Millions, if not billions, of marketing dollars are being utilized to sell an antiquated, industrialized form of agriculture that is destroying our way of life. I've seen enough now, researched enough, and more importantly talked to enough salt-of-the-earth people and other experts to arrive at my conclusion. So the other day, I pulled out an old song from the 1980s I hadn't heard for a long time: John Mellencamp's "Rain on the Scarecrow."
I think it's time to bring that message out again so I've shared the lyrics below. I also pulled up the u-tube video of Mellencamp singing that song. I've watched it several times over -- real video of farm auctions, real video of families in church with weary faces over their losses, real grandpas holding the shoulders of their grandsons and granddaughters who would no longer have a future on the farm, real people and real hurt that still exists today. Here goes, the lyrics of a song, a very true song:
Scarecrow on a wooden cross blackbird in the barn.
Four hundred empty acres that used to be my farm.

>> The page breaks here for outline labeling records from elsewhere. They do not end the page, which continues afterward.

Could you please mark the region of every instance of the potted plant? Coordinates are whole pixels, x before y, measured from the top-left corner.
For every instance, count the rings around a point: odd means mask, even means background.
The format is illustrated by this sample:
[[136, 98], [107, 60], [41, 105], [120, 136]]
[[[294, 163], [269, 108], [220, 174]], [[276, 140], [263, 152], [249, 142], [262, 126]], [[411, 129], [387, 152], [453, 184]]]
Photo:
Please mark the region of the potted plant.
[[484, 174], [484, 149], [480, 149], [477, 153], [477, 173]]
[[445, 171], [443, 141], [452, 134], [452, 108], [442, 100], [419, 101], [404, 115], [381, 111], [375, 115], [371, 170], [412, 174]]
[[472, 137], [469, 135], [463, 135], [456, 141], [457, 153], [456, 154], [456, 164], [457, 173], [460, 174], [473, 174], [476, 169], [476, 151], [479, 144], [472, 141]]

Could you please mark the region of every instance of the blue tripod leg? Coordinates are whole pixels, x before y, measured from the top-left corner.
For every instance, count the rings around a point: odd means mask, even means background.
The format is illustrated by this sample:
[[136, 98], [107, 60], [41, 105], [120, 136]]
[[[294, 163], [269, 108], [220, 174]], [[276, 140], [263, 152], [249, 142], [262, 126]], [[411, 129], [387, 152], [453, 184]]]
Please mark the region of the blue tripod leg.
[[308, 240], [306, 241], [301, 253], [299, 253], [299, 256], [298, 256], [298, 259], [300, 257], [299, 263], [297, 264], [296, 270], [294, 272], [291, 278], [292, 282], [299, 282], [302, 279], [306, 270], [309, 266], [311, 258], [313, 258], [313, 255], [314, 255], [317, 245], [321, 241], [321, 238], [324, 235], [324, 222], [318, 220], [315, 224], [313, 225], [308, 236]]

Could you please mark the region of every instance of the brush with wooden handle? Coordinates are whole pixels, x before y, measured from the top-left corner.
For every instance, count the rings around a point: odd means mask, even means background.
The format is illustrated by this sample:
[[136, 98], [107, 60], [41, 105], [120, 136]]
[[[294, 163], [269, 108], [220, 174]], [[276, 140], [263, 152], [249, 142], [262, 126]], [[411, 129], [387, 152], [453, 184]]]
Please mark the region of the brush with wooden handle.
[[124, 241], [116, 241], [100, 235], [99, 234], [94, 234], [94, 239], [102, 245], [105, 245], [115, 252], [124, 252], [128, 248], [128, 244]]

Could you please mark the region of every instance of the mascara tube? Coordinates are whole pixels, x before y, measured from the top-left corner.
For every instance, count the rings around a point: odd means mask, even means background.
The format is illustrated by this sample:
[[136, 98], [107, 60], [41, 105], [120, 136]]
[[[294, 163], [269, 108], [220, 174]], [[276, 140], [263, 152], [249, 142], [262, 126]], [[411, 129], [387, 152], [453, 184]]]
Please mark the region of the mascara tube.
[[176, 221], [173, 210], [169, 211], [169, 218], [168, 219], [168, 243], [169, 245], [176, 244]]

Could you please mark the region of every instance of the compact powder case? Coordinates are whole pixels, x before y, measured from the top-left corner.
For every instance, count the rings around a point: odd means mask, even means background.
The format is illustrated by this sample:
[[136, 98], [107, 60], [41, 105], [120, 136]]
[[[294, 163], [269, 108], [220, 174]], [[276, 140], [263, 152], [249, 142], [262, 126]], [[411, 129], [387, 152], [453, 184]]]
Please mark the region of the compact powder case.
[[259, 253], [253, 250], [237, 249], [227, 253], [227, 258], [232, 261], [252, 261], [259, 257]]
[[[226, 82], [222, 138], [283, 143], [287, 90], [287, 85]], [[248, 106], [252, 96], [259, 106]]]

I grew up like my daddy did; my grandpa cleared this land.
When I was five, I walked the fence while Grandpa held my hand.
This land fed a nation; this land made me proud.
And son, I'm just sorry there's no legacy for you now.
The crops we grew last summer weren't enough to pay the loans.
Couldn't buy the seed to plant this spring, and the farmers' bank foreclosed.
Called my old friend Schepman up to auction off the land.
He said, "John, it's just my job, and I hope you understand."
Hey, calling it your job, ol' hoss, sure don't make it right.
But if you want me to, I'll say a prayer for your soul tonight.
And Grandma is on the front porch swing with a Bible in her hand.
Sometimes I hear her singing Take Me To The Promised Land.
When you take away a man's dignity, he can't work his fields and cows.
There'll be blood on the scarecrow, blood on the plow.
Well there's 97 crosses planted in the courthouse yard,
97 families who lost 97 farms.
I think about my grandpa and my neighbors and my name,
and some nights I feel like dying like that scarecrow in the rain.
Rain on the scarecrow blood on the plow.
This land fed a nation; this land made me so proud.
And son, I'm just sorry they're just memories for you now.
Rain on the scarecrow, blood on the plow.
Rain on the scarecrow, blood on the plow."
More farms don't have to be mere memories. But we have to act, NOW. My heart tells me something that I can't let go. My heart tells me the land belongs to all of us, not just a few. It's the family and the farm, in that order, that we are stewards of - not just our family, all families. Let's get this right for once, for our children, for our nation, for God's world.